Lettre d’Adèle Foucher à Victor Hugo du 13 avril 1822

Adèle Foucher, âgée de 18 ans, écrit à son fiancé Victor Hugo, âgé de 20 ans.

Leur mariage sera célébré le 12 octobre 1822 à Paris, dans la chapelle de la Vierge à l’église Saint-Sulpice.

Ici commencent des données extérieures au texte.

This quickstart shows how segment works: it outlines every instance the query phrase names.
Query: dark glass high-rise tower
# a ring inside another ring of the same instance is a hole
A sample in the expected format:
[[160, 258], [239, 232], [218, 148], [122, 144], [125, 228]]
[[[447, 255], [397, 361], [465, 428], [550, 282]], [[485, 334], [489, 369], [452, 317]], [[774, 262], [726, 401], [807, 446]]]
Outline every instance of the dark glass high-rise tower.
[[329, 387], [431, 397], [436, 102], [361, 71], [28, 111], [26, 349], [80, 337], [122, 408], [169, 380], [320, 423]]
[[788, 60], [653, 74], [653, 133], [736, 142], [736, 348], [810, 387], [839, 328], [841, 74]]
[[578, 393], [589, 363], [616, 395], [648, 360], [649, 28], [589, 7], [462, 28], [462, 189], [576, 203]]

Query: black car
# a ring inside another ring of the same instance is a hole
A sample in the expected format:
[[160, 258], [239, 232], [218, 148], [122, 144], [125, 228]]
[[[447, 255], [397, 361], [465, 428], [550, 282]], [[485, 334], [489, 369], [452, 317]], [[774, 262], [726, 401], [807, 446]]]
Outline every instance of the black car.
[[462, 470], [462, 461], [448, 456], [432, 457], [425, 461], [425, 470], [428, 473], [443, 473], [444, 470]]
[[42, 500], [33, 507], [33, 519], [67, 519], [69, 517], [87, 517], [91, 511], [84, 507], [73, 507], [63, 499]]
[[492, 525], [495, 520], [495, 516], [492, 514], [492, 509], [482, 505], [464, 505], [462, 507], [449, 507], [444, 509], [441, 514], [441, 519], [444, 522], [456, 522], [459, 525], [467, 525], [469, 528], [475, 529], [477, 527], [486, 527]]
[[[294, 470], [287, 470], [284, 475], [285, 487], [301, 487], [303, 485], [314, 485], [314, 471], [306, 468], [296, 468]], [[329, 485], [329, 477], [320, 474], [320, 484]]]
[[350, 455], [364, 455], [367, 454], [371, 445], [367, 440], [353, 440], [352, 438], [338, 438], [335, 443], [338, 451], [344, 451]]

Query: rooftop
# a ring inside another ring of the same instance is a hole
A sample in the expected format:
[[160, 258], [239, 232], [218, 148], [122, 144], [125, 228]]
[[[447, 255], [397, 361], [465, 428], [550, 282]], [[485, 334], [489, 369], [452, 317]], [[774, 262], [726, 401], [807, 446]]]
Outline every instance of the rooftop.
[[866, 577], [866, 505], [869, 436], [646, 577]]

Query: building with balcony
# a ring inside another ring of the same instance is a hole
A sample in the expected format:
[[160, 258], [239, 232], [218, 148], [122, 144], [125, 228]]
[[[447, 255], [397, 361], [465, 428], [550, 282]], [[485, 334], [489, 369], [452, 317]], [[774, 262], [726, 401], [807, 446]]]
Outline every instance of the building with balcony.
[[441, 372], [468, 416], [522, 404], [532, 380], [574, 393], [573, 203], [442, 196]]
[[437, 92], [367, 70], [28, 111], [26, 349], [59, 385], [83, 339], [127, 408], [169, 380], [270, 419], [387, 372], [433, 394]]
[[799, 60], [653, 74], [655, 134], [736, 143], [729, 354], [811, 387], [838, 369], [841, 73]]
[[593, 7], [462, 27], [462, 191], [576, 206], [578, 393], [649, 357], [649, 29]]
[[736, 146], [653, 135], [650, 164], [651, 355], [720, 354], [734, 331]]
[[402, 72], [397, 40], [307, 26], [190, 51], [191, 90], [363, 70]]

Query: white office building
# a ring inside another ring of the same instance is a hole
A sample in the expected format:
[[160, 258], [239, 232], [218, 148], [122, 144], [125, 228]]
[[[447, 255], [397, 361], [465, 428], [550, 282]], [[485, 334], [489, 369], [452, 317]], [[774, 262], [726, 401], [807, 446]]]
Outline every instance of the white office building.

«CE NE SERA QUE PAR TON TRAVAIL QUE J’ACHÈTERAI LE BONHEUR »Nous avons là un exemple de ce qu’est le sort d’une jeune bourgeoise au XIXe siècle :  partager les tâches ménagères avec sa mère et plus tard assister son mari dans son travail, cette dernière occupation étant souhaitée par Adèle comme l’obtention du bonheur. Une fois mariée, Adèle connaîtra trop de grossesses successives pour pouvoir se livrer à cette tâche : elle ne servira pas de copiste à son mari comme plus tard la maîtresse de celui-ci, Juliette Drouet. Le désir de s’affirmer et de faire œuvre personnelle, Adèle l’éprouvera et le comblera des années après dans la biographie qu’elle publiera sous le titre Victor Hugo raconté par un témoin de sa vie mais sans signer le livre, remanié par ses fils et Auguste Vacquerie, ami de la famille. Justice sera rendue à l’auteure,  plus d’un siècle après, en 1985, pour le centenaire de la mort de Hugo : le  texte de celle-ci lui sera enfin attribué, et publié sous le titre Victor Hugo raconté par Adèle Hugo.

© Danièle Gasiglia-Laster

Vidéo avec un extrait de cette lettre interprétée par une membre de la Société des Amis de Victor Hugo.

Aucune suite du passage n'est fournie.